Photo credit: Layla Patel

  • 1 ½ cups white whole wheat flour (You can use other types of flour, but this one is whole grain and also very light.)
  • 1 ½ teaspoons baking powder
  • ½ teaspoon salt
  • 1 teaspoon vanilla
  • 1 ½ T maple syrup
  • 1 ½ cups vanilla soy milk plus a bit more to get a good consistency. (You can use unsweetened or sweetened soymilk.  Rice and almond work well too.)

Mix the dry ingredients together with a fork, or sift to break up any lumps in the baking powder.

Add the wet ingredients and stir.  Add more milk or water until the batter will run off your spoon like a syrup.  You can adjust the consistency depending on how you like your pancakes.

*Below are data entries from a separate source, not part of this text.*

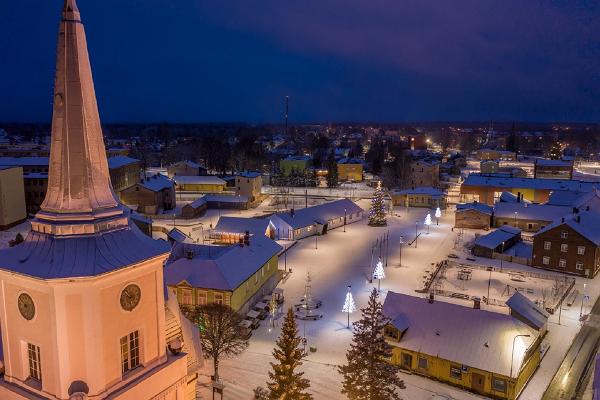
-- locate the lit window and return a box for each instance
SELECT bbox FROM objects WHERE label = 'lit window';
[542,256,550,265]
[27,343,42,382]
[121,331,140,374]
[492,377,506,393]
[450,366,462,380]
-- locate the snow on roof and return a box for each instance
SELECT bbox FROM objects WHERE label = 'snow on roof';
[164,235,283,291]
[0,223,170,279]
[536,211,600,246]
[237,171,261,179]
[392,186,444,196]
[383,291,539,376]
[456,201,494,215]
[535,158,573,168]
[173,175,225,185]
[214,217,271,235]
[275,199,363,229]
[463,173,598,192]
[494,202,573,222]
[108,156,140,169]
[139,174,173,192]
[506,292,550,330]
[0,157,49,167]
[475,225,521,249]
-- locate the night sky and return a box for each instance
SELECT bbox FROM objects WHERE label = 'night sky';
[0,0,600,122]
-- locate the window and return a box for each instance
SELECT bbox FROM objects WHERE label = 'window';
[196,290,208,305]
[542,256,550,265]
[492,377,506,393]
[121,331,140,374]
[450,365,462,380]
[27,343,42,382]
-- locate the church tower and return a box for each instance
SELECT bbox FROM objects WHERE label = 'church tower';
[0,0,196,400]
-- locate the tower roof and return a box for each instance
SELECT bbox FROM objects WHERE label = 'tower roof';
[32,0,127,235]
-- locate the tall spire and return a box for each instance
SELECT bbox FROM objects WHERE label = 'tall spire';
[32,0,127,234]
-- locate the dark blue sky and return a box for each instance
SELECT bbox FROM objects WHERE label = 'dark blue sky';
[0,0,600,122]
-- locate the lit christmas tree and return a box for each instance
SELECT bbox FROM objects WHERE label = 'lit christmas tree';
[369,182,387,226]
[424,213,431,234]
[342,286,356,328]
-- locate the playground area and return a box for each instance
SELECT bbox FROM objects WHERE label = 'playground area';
[426,260,577,313]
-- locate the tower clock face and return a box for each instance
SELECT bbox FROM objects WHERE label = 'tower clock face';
[121,284,142,311]
[18,293,35,321]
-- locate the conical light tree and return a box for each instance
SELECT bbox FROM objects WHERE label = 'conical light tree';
[267,308,313,400]
[369,182,387,226]
[342,285,356,328]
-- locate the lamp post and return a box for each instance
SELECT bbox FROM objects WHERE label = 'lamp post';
[510,335,531,379]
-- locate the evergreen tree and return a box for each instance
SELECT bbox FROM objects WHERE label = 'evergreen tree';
[339,289,404,400]
[267,308,313,400]
[327,150,338,187]
[369,182,387,226]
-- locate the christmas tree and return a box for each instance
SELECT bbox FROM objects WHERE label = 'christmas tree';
[369,182,387,226]
[267,308,313,400]
[339,289,404,400]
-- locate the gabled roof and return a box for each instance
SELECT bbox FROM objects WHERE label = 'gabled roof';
[383,291,539,376]
[506,292,550,330]
[164,235,283,291]
[275,199,363,229]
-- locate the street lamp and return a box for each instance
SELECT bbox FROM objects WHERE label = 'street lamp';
[510,335,531,379]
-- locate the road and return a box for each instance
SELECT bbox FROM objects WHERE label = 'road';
[542,299,600,400]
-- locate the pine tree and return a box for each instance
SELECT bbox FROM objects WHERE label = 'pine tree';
[339,289,404,400]
[267,308,313,400]
[369,182,387,226]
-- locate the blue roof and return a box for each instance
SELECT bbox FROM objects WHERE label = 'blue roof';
[108,156,140,169]
[0,223,169,279]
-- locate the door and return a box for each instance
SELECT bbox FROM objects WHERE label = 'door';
[471,372,485,394]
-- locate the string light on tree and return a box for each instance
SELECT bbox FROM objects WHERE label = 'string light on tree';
[424,213,431,235]
[342,285,356,328]
[369,182,387,226]
[373,257,385,292]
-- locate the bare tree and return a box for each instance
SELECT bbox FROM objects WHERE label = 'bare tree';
[183,303,248,381]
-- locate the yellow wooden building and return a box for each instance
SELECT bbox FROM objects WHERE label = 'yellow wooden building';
[383,292,547,400]
[164,234,283,313]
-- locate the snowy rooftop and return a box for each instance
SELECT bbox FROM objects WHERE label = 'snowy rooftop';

Use some oil or margarine to grease your pan, and heat it to medium.

You know the pan is hot enough when the batter will sizzle just a bit when poured on.

While you are cooking the first side, you can add blueberries, apple slices, chocolate chips, etc.

Flip when you see small bubbles form and remain open when they pop, even toward the middle of the pancake.  You may need to adjust your heat so that you don’t burn the bottoms.

Each of the four servings has 196 calories and 9 grams of protein, and has a carbon footprint of 48 g CO2-eq.  The breakdown is 26 and 21 CO2-eq per serving for the flour and vanilla soymilk, respectively, and 1 CO2-eq for the teaspoon of margarine. If you used unsweetened soymilk, the carbon footprint drops to 16 g CO2-eq for the milk, resulting in a total carbon footprint of 43 g CO2-eq per serving.

For comparison, if you used 2% dairy milk, an egg, and 1 t butter to grease the pan, the total footprint would be 201 g CO2-eq per serving, with 122, 39, and 14 g CO2-eq coming from the milk, egg, and butter, respectively.  (Each serving would have 220 calories and 10 g protein.)

Making pancakes for four people using this low carbon footprint recipe saves the gas you would use in a 3-mile car ride, or the energy to run a high efficiency light bulb for 26 hours.

For toppings, sticking with local, seasonal fruits is best. For example, a 100 g serving of strawberries would add approximately 9 g CO2-eq, while the same size serving of banana would add 33 g CO2-eq.

Enjoy your breakfast and have a great day!